Sie tut es, bespricht ihr Tonband danach mit sachlich ruhigen Worten und „Die Wege, die zu Gott führen, sind unerforschlich. Noch unerforschlicher sind die Wege, die zum Erfolg führen. Im Anschluß an diesen Vorfall riß man sich um die Werke von Pretexat Tach. Zehn Jahre später war er ein Klassiker“, lauten die letzten Sätze.

Ob dieser dann auch gelesen wurde, steht nicht mehr in dem Buch, wir können darüber rätseln und auch, was es wirklich ist, daß die Bücher der widerlichsten Menschen, die nur das Negative und Entsetzliche schreiben, so erfolgreich werden und warum wir uns am Bösen ergötzen, Krimis lesen und die Autoren alles so erhöhen müssen, damit es uns als Literatur und Lesenswert erscheint, wenn wir das wirklich tun.

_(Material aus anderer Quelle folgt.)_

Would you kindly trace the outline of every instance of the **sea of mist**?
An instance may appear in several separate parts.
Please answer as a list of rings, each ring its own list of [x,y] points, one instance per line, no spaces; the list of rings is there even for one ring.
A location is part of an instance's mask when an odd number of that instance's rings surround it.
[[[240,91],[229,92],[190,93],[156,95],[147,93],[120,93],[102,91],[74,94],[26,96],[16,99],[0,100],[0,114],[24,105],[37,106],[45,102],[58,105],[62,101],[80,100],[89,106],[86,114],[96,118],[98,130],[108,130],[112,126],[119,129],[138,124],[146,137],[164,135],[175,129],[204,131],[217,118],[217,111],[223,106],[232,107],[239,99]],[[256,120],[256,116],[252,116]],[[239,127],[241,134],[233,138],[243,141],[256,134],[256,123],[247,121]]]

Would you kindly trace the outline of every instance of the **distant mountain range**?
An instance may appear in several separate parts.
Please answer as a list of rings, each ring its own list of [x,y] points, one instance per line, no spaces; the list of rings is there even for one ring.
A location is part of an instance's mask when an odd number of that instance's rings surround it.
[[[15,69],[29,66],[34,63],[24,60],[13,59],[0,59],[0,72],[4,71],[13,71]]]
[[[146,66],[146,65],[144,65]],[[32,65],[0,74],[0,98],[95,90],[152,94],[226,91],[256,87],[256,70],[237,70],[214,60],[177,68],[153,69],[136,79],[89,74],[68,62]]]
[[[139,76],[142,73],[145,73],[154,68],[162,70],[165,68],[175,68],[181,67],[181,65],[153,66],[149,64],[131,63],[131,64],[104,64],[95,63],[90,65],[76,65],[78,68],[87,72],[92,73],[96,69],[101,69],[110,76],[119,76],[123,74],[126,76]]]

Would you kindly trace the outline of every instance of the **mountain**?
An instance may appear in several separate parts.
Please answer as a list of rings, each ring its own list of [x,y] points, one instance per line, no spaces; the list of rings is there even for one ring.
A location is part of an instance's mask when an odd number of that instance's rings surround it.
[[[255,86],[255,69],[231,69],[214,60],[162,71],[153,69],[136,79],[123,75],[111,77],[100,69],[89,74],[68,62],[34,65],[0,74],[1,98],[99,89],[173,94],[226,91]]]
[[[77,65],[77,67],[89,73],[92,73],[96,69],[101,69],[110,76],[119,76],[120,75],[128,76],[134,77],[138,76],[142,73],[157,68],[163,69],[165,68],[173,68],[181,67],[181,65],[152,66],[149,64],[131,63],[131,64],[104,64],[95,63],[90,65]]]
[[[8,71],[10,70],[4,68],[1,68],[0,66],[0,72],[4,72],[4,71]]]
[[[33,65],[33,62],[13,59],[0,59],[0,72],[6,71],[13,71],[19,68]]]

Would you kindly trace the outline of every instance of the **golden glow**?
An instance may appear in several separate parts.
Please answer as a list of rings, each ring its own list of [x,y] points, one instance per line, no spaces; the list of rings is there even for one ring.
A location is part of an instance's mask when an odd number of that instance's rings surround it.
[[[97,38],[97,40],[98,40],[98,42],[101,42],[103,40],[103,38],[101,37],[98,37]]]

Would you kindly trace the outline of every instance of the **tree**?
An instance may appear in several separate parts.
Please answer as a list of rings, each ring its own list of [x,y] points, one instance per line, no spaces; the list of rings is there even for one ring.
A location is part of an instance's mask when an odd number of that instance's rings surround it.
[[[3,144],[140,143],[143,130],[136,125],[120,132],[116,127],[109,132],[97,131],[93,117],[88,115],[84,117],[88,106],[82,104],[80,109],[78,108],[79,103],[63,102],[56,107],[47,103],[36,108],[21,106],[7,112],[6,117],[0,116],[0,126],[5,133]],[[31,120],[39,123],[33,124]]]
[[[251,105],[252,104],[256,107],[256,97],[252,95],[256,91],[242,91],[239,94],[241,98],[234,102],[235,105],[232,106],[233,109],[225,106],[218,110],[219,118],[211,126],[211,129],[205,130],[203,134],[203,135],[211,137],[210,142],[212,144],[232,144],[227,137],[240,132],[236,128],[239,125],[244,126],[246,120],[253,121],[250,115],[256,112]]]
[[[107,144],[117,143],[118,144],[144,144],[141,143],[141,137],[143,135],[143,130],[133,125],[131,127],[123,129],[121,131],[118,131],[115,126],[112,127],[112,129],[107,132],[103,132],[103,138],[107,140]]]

Ich muß mich da auch an meiner eigenen Nase nehmen, denn ich lese und sammle ja all die Bücher, obwohl ich  eigentlich gegen Gewalt und gegen den Negativismus beispielsweise eines Thomas Bernhards bin, selbst ganz anders und viel weniger erfolgreich schreibe, aber das offenbar immer noch ergründen und herausfinden möchte.

2 Kommentare »

  1. nothombs bestes buch fand ich „die mtaphysik der röhren“, erst dachte ich, das sei ihr erstling, es ist aber erst nach der „reinheit des mörders“ erschienen. habe es in einem französichkurs gelesen.

    Kommentar von ilse — 2015-02-11 @ 00:56 | Antworten

  2. Spannend, spannend, was du alles liest, dachte ich ja, du machst einen Bogen um die Mainstreamliteratur. Ob ich die „Metaphysik der Röhren“ bei meinen Bücherbergen war, weiß ich jetzt gar nicht, das Buch war aber durch seine doch sehr scharfe Abrechnung des Literaturbetriebs, der zeigte welche Ekeln die Topschriftsteller sind und welche schwarzen Geheimnisse sie zu verbergen haben, doch sehr spannend und beeindruckend und habe erst gestern bei der Betty Paoly Vorlesung von Marlen Schachinger daran gedacht.